Où en exactement l'activité touristique au Sénégal, aujourd'hui ?

Je vis dans la Petite Côte. Je parcours le Sine-Saloum pratiquement toutes les semaines. Aujourd'hui, l'activité économique a véritablement baissé. Notre secteur touristique est une transversalité vers d'autres secteurs tels que la culture, l'artisanat, la pêche et l'agriculture. Les petits ''goorgoorlu'' (débrouillards) qui vivaient du tourisme dans la Petite Côte à Joal, sont aujourd'hui assis les bras croisés. On constate que cela est difficilement ressenti par toute cette composante de la société, des responsables, des pères de famille qui gagnaient leur vie honnêtement dans ce secteur. Aujourd'hui, vous entrez dans un hôtel qui travaille beaucoup avec un système écotouristique, vous n'avez pas plus de trois chambres sur des capacités de 20 chambres. Certes, il y a une crise mondiale, personne ne peut le nier. Il y a aussi une absence de promotion agressive au Sénégal, parce que la promotion, ce n'est pas seulement la culture ou l'artisanat. Il faut des marchés cibles, planifier un bon marketing et pour tout cela, il faut s'imprégner et avoir une certaine expertise.

Et que pensez-vous de la réciprocité des visas, entrée en vigueur en début de ce mois ?

Je suis vraiment contre cette réciprocité des visas. C'est vrai que notre pays doit avoir sa souveraineté, mais il fallait des préalables. Il ne faut pas oublier que cela fait des décennies que le système d'avant fonctionnait. Cette démarche était presque entrée dans les habitudes aussi bien des Sénégalais que des étrangers. Si d'un seul coup on change les paramètres, forcément cela crée des contraintes qui vont bloquer le potentiel clients qui venait à l'aise. Donc, il fallait une préparation dans cette affaire. Si la majorité des Sénégalais veut instaurer la réciprocité des visas, il fallait prendre en compte le secteur touristique. Et si pendant 30 ans je me suis insurgé contre cela, c'est parce qu'on n'a pas une politique touristique nationale intérieure, et on n'a pas préparé les Sénégalais à voyager.
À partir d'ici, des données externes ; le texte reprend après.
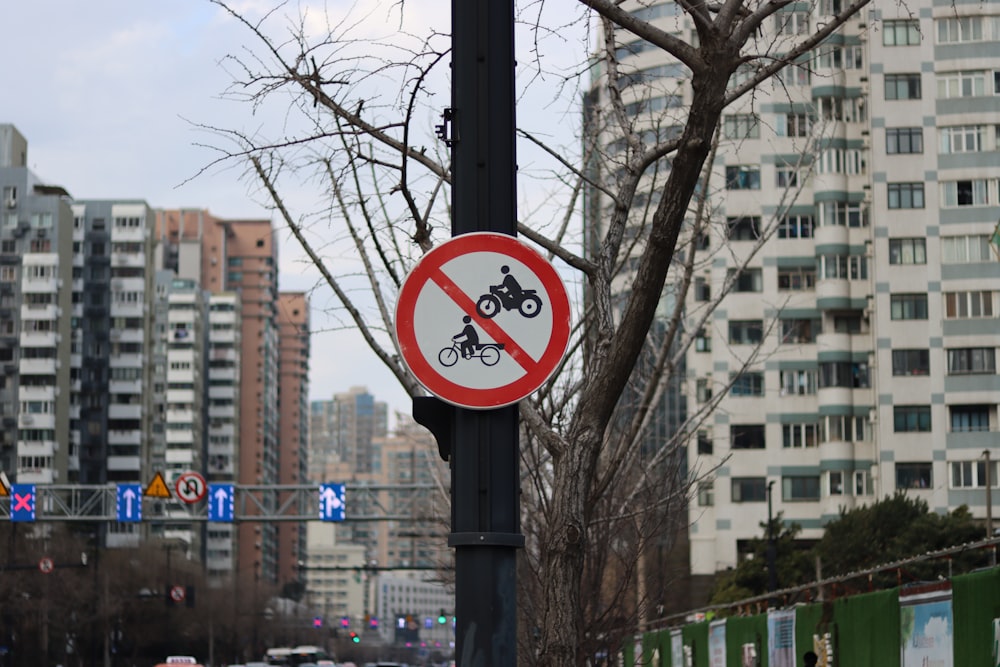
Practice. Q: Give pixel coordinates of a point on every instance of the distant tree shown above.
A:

Si on avait déjà cette politique bien canalisée et maîtrisée, peut-être qu'on sentirait moins ce problème de réciprocité de visas. Dans un pays comme le nôtre, toute la logistique a été conçue comme un marché européen. J'ai toujours été contre parce que je me dis que le Sénégalais a les moyens de se reposer les week-end à condition qu'on le reçoit dans une structure appropriée à notre mode de vie. Vous allez en Namibie ou en Afrique du Sud, une famille peut être hébergée dans une seule chambre d'hôtel, parce que celle-ci a été configurée en l'adaptant à leur réalité. Mais cela, on ne peut pas l'avoir au Sénégal. Une famille de trois enfants est obligée de louer deux chambres pour pouvoir passer ses vacances. C'est dans ce cadre que je parle de développer le tourisme national intérieur. Vous voulez aller à Touba, par exemple, ou à Tivaouane, c'est la galère parce qu'il manque des réceptifs d’hébergement. C'est du tourisme religieux que l'on n'a pas développé. Et qu'est-ce qui empêche notre ministre ou le président de développer cela, pour éviter l’économie exogène.
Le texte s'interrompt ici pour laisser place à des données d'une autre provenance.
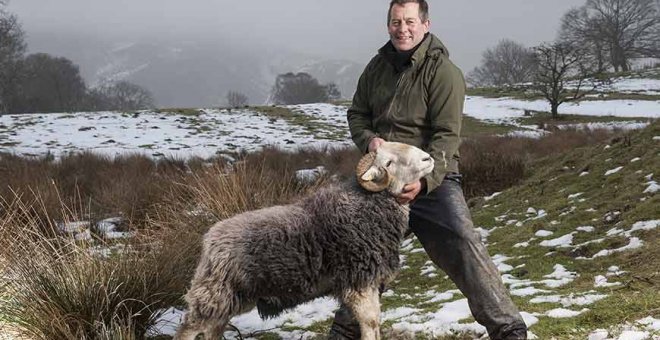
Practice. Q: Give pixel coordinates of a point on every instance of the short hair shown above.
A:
(423, 8)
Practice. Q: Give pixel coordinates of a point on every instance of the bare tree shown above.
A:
(48, 84)
(299, 88)
(625, 29)
(12, 49)
(507, 63)
(563, 75)
(236, 99)
(580, 31)
(332, 91)
(122, 96)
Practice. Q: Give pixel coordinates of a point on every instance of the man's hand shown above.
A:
(410, 191)
(375, 143)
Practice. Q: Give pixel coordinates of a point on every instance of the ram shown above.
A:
(342, 241)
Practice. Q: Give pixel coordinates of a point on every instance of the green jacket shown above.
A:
(421, 105)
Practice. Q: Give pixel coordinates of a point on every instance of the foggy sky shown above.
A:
(339, 29)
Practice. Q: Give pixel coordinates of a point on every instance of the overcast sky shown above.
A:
(345, 29)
Donc, la réciprocité des visas va aggraver la situation, selon vous ?

Tout à fait. Les touristes viennent souvent pour passer des vacances, c'est le loisir, la découverte. Mais des vacances avec des tracasseries, personne ne le fait. Notre destination est très chère, c'est ce qui fait qu'on n'a pas une bonne fréquentation depuis quelques années, et on vient y rajouter des surcoûts sur le prix, ça devient grave. On dit que c'est 50 euros (environ 32.500 FCfa), les frais de visa, mais c'est plus que cela, il faut que les gens le sachent ! Parce qu'en Europe, on se déplace sur 300 kilomètres pour chercher son visa au consulat. Par exemple, quand vous prenez le TGV (Train à grande vitesse) de Lille, dans le nord de la France, jusqu'à Paris, c'est 70 euros à l'aller et autant au retour, cela fait au total 140 euros (près de 92 000 FCfa) auquel il faut ajouter les 50 euros. Donc, forcément, il y aura un impact négatif sur l’essor de notre économie touristique. Le surcoût n'arrange pas la compétitivité. Aujourd'hui, tout le monde sait que les marchés ouverts et qui fonctionnent, leur premier critère, c'est la compétitivité. Et au Sénégal, nous ne sommes pas concurrentiels. Tout le monde se plaint.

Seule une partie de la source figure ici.